O estudo foi publicado no Journal of Sport and Health Science em 7 de abril de 2026 e liderado por B. Singh. Pesquisadores examinaram milhares de participantes em várias modalidades de treino.
A pesquisa avaliou 59 ensaios randomizados, com mais de 9 mil voluntários. Foram incluídos exercícios aeróbicos, treino de resistência, ioga, HIIT e atividades diárias integradas.
Impacto quase imediato do exercício na fissura
Uma das descobertas centrais é a redução da fissura logo após uma sessão de treino. Dados indicam efeitos já a partir de 10 minutos de atividade.
Os benefícios persistem em 20 e 30 minutos de prática, com maior intensidade associada a melhores resultados no controle do impulso de fumar.
Caminhar rápido, correr, pedalar ou treinar com maior intensidade aparecem como estratégias imediatas para conter o desejo de cigarro em momentos de maior risco.
Efeitos em programas estruturados
Programas estruturados de exercícios mostraram potencial para aumentar a taxa de abandono do cigarro ao longo do tempo. A prática regular eleva a abstinência contínua em comparação a grupos sem treino.
Em parte dos estudos, fumantes que praticaram atividades físicas apresentaram 15% a mais de abstinência contínua e 21% a mais de abstinência de sete dias.
Estima-se ainda que quem se exercita reduz, em média, o consumo diário de cigarros em cerca de dois exemplares.
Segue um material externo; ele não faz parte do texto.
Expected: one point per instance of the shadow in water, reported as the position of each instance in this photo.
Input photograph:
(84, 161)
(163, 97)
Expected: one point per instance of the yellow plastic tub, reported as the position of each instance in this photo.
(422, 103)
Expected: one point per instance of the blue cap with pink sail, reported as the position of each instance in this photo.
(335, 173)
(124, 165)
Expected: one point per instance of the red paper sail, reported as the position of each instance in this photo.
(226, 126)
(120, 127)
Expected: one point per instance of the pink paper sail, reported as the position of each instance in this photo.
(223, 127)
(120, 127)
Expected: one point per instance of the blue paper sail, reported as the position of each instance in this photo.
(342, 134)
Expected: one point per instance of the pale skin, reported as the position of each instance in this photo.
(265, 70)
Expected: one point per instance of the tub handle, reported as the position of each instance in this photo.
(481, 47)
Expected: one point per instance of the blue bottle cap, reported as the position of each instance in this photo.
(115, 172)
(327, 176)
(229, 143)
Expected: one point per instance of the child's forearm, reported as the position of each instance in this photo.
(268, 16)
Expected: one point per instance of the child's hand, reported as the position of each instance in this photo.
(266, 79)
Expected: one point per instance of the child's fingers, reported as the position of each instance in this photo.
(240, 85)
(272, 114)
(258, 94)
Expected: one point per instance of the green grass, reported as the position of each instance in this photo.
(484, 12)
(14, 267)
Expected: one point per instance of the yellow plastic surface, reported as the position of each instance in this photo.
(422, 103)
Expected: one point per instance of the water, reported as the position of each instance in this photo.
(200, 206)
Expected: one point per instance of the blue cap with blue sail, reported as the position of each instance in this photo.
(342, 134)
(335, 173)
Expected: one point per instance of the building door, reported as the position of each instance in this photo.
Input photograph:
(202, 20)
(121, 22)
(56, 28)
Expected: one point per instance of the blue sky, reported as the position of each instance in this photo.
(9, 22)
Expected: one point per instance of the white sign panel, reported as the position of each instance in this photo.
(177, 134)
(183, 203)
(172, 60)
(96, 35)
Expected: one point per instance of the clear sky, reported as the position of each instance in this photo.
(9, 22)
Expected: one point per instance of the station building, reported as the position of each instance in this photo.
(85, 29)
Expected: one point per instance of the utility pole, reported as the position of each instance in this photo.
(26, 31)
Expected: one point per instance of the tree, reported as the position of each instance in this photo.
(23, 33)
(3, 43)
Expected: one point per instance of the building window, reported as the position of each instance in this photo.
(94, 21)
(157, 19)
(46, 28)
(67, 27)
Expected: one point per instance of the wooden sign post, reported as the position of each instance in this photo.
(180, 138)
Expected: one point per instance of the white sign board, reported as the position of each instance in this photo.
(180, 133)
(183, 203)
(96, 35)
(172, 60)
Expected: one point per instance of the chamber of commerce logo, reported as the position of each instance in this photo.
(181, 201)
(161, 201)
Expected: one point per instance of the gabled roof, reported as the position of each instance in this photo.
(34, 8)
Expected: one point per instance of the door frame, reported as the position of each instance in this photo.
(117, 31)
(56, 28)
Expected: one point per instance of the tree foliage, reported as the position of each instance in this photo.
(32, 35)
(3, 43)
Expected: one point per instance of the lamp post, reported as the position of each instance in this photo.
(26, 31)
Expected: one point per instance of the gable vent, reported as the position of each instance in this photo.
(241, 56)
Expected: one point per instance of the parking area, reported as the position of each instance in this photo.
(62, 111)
Mecanismos e benefícios adicionais
Especialistas sugerem que o exercício atua em múltiplos mecanismos do vício em nicotina: aumenta neurotransmissores do prazer, reduz o estresse e melhora o humor.
A prática regular também ajuda a controlar a ansiedade, aliviando irritabilidade, tensão e agitação associadas ao abandono.
Além disso, os benefícios vão além do tabagismo, incluindo melhoria cardiovascular, condicionamento físico e saúde mental.
Considerações finais sobre o uso do exercício
Os pesquisadores destacam que o exercício não substitui tratamentos tradicionais, como acompanhamento médico, apoio psicológico e reposição de nicotina.
Os resultados reforçam a importância de combinar treino com terapias já estabelecidas para melhores taxas de cessação.
Os autores ressaltam a necessidade de mais estudos sobre cigarros eletrônicos e vaporizadores, tema em crescente evolução.